The BRP Sierra Madre, a marooned transport ship which Philippine Marines live on as a military outpost, is pictured in the disputed Second Thomas Shoal, part of the Spratly Islands in the South China Sea in this March 30, 2014 file photo. The Philippine navy is quietly reinforcing the hull and deck of a rusting ship it ran aground on a disputed South China Sea reef in 1999 to stop it breaking apart, determined to hold the shoal as Beijing creates a string of man-made islands nearby. -Reuters


MANILA, July 15, 2015 (AFP) - The Philippines said Wednesday it was repairing a crumbling ship serving as its lonely outpost in the disputed South China Sea as China deploys more vessels and builds new islands nearby.

This would ensure the rust-eaten World War II-vintage BRP Sierra Madre remains livable for a tiny unit of marines guarding Second Thomas Shoal, said Philippine Navy spokesman Colonel Edgard Arevalo.

“Maintenance repair is being done to ensure the vessel’s minimum habitability. We are morally and duty-bound to provide for our troops there,“ he told AFP.

The Philippine military deliberately grounded the 100-metre (328-foot) vessel atop the reefs in 1999 in a last-ditch effort to check the advance of China, which four years earlier occupied Philippine-claimed Mischief Reef some 40 kilometres (25 miles) away.

The disputed outcrops are located around 200 kilometres from the western Philippine island of Palawan and roughly 1,100 kilometres from the nearest major Chinese land mass.

The Philippines regularly rotates a group of around nine marines aboard the tank landing ship, which first saw service for the United States navy in World War II. It was acquired by the Philippine Navy in the 1970s.

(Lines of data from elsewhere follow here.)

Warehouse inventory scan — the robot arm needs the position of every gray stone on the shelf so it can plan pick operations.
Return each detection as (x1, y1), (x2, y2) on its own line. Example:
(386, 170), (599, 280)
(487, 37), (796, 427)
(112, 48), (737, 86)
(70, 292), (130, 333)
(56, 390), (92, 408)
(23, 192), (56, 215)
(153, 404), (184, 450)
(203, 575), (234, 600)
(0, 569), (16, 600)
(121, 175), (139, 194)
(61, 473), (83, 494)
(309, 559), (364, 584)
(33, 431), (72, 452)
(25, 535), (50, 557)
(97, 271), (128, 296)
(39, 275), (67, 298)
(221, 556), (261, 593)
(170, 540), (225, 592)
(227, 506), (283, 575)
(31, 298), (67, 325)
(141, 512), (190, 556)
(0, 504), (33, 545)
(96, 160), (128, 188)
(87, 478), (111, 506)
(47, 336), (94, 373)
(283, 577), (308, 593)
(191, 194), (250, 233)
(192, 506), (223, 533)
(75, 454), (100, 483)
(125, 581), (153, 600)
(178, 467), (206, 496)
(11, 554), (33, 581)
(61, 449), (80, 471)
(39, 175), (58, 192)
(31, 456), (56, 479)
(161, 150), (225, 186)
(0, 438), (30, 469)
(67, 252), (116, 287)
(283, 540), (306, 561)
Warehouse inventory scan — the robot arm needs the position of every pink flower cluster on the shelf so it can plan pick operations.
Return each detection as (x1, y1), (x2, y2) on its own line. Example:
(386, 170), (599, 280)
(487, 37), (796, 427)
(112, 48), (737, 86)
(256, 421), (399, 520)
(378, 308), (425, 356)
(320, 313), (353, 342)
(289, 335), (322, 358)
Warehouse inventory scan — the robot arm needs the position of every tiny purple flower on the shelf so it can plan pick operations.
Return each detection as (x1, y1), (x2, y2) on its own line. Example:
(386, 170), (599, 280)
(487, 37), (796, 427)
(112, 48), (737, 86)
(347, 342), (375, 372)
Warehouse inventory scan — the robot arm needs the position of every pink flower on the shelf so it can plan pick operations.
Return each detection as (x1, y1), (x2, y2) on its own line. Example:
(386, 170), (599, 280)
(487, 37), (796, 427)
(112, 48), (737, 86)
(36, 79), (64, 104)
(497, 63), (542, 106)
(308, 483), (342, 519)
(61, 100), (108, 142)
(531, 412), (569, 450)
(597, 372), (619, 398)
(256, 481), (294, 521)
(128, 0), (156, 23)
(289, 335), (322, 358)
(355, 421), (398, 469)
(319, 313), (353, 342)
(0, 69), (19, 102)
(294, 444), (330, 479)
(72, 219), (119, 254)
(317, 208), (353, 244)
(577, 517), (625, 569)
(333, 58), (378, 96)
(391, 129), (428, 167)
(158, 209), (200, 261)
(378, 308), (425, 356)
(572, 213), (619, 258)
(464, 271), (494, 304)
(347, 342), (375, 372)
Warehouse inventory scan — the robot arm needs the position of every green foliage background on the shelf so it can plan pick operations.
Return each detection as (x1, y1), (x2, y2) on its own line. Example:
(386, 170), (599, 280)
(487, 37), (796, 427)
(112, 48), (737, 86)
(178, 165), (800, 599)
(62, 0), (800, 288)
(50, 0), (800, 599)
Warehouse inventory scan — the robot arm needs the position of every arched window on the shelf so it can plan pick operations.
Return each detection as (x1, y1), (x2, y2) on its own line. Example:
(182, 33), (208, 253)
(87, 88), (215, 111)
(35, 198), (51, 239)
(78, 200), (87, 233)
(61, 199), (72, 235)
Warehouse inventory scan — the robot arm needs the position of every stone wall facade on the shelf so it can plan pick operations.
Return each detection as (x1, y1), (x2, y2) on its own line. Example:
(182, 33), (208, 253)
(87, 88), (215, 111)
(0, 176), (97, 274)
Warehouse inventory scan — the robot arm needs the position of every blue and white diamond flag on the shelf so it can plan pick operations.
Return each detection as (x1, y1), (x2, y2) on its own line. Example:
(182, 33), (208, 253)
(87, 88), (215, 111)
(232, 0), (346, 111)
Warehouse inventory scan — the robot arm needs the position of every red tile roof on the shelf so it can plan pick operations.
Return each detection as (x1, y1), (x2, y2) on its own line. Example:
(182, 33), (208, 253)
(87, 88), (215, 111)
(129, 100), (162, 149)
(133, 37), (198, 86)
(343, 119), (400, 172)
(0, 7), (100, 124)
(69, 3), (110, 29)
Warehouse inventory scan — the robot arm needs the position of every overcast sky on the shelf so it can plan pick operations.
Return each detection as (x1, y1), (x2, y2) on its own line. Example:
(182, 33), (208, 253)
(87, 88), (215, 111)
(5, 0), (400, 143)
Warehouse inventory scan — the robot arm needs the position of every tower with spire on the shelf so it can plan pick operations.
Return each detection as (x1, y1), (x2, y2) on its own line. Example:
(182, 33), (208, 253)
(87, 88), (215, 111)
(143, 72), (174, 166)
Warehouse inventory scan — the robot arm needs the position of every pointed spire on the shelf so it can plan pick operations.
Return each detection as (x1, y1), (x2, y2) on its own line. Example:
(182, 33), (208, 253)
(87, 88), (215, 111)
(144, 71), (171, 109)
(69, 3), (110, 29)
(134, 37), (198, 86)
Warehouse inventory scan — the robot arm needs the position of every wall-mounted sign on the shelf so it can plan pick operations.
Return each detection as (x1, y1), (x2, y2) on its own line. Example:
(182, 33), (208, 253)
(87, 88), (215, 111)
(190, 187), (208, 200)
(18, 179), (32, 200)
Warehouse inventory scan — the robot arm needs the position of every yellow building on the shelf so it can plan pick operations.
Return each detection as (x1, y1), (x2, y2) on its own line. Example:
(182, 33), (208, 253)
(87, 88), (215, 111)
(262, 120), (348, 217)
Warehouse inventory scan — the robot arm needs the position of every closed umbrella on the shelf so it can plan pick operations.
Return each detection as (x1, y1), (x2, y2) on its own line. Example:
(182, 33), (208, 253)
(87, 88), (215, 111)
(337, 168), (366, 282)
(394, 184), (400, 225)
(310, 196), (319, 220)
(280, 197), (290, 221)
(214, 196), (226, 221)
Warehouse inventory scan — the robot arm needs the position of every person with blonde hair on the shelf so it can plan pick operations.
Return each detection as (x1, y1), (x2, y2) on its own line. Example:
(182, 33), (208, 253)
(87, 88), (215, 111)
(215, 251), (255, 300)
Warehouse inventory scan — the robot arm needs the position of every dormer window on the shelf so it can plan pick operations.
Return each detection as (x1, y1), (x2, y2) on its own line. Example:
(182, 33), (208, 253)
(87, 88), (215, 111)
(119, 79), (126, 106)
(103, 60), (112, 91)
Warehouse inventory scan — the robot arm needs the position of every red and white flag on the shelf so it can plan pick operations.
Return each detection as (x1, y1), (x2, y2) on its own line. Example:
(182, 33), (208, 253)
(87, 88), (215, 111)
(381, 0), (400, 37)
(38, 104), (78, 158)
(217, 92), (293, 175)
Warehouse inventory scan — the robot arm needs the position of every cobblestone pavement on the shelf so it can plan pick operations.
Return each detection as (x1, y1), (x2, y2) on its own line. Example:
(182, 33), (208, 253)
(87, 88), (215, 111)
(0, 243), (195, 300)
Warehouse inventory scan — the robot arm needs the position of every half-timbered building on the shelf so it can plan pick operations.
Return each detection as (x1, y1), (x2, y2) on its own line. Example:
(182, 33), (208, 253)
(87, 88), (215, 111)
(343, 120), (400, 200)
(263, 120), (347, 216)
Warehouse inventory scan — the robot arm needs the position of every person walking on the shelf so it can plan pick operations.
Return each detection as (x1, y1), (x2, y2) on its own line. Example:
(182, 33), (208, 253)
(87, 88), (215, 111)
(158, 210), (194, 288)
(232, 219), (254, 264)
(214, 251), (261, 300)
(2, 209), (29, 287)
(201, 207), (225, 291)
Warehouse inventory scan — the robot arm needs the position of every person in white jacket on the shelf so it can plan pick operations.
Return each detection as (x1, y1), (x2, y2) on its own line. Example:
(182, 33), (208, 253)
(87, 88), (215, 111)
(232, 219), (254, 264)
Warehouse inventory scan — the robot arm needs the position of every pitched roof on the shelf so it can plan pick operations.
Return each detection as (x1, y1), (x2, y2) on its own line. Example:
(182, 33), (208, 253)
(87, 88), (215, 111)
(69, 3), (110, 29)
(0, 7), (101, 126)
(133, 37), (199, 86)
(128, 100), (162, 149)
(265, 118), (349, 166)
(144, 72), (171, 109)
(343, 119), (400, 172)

In recent months the Philippine military has accused China of employing its maritime surveillance ships to harass the former’s resupply missions to the Sierra Madre.

In an incident witnessed by Filipino journalists, a Chinese coast guard ship attempted to block a Philippine vessel that was to bring fresh supplies to Filipino troops on the Sierra Madre in March last year.

Arevalo said the repairs were not a response to China’s island-building.

“We do not look at the deployment of the ship as addressing that issue,” he said.

“The decrepit condition of the ship is no secret. Such (a) sorry state has gained notoriety when it was reported by international print media,” he added.

Arevalo said he could not confirm reports of a plan by the military to build a helipad on the ship.

The Philippines has asked a United Nations-backed tribunal to declare China’s claim over most of the resource-rich South China Sea as illegal.

The arbitration body based in The Hague is expected to decide within months whether it has jurisdiction over the case after hearing arguments from Filipino officials in the past week.

China has refused to participate in the arbitration.

Vietnam, Taiwan, Malaysia and Brunei also have overlapping claims in the area, which straddle major shipping lanes.

Arevalo said the Filipino troops on the Sierra Madre were “in high spirits”.

“Their morale remains high. They are aware of the punishing conditions in that distant assignment,” he said.

“They know they have a mission to perform.”